NB: Security is one of the hottest topics in cloud computing and especially the cloud-native ecosystem right now. IBM's involvement in this area is broad and covers both "here and now" scenarios as well as future ideas and work around various aspects of cloud computing.

In open source communities, we are working with Red Hat on the newly formed Confidential Computing Consortium (CCC) on trusted execution environments and secure enclaves. We are also directly involved in the CNCF SIG-Security [CNCF Special Interest Group on Security], working on common problems in the cloud-native community in a collaborative way.

IBM Research is bringing the capability to encrypt container layers, which includes proposals for Kubernetes, the OCI image spec, and popular runtimes like containerd and cri-o [13]. This work made great strides in 2019, with adoption of the core code into both containerd and cri-o and dependent libraries.
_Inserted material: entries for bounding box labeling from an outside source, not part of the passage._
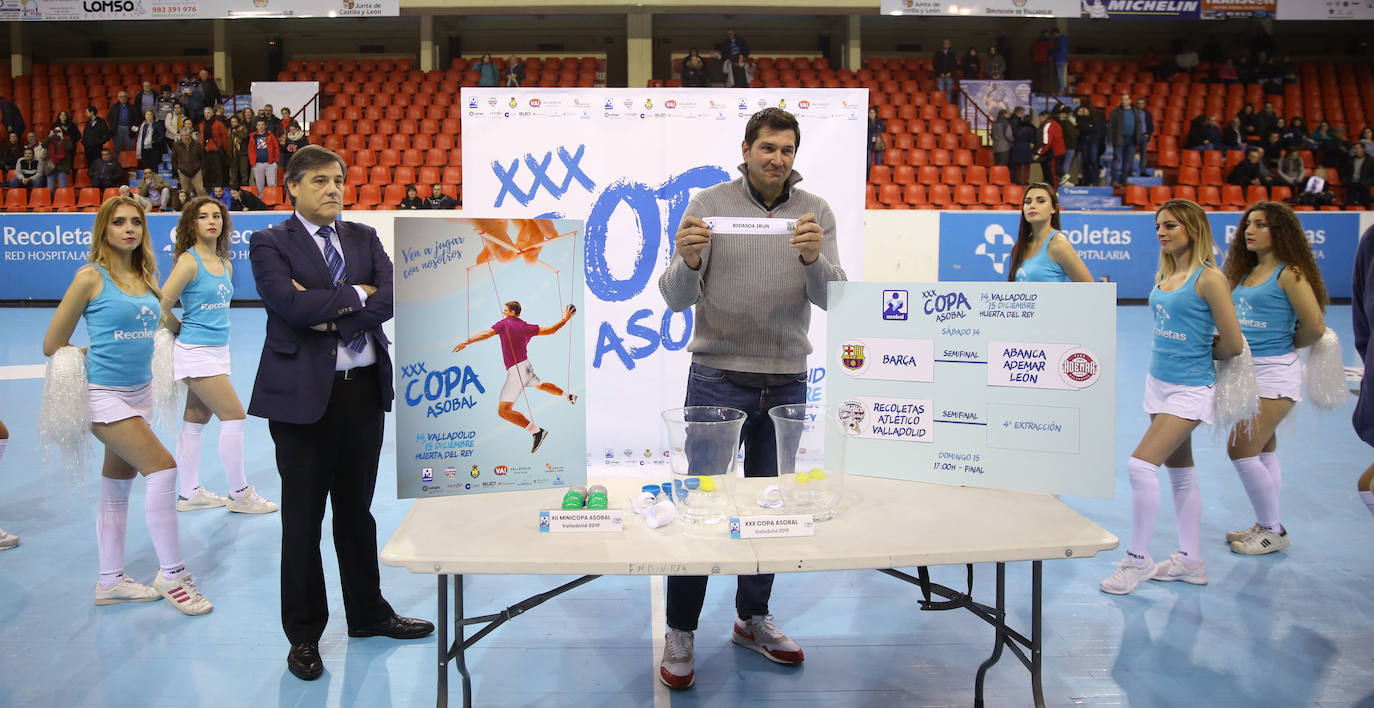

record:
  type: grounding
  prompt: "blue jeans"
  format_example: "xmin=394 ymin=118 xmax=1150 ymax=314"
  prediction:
xmin=666 ymin=363 xmax=807 ymax=632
Our work on mainframe Z systems and Z Crypto accelerator HSMs [Hardware Security Modules] has brought about offerings for our cloud that offers the highest rated FIPS 140-2 compliance [14] for storing secrets and keys in a public cloud environment. Our secure computing environments, offered via Z Systems in the cloud, provide the highest level security controls for sensitive workloads.

ADMIN: Phew! Keeping track of all this seems like quite a task. What's your average day like?

NB: My average day, besides checking emails, is to work very closely with our developers and open source communities. I have a responsibility of leading several maintainers in various communities, such as Kubernetes, Cloud Foundry, containerd, Istio, and Knative.

ADMIN: These developers are all IBM employees?

NB: All these developers are IBM employees. They are leading various aspects of these open source projects. They are maintainers and developers in those communities.

ADMIN: How do you work with them?

NB: I work very closely with them to understand what their needs are, what the community needs are, where the gaps are, and what the challenges are that we are facing. Working in an open source community is a fine balance of not only understanding what your needs are, but also where the community needs are. On a typical day, we have in-depth discussions on how we're going to address those challenges. In addition, I attend various community meetings, especially Kubernetes working group meetings, Kubernetes architecture meetings, SIG conformance meetings, etc., to keep me updated.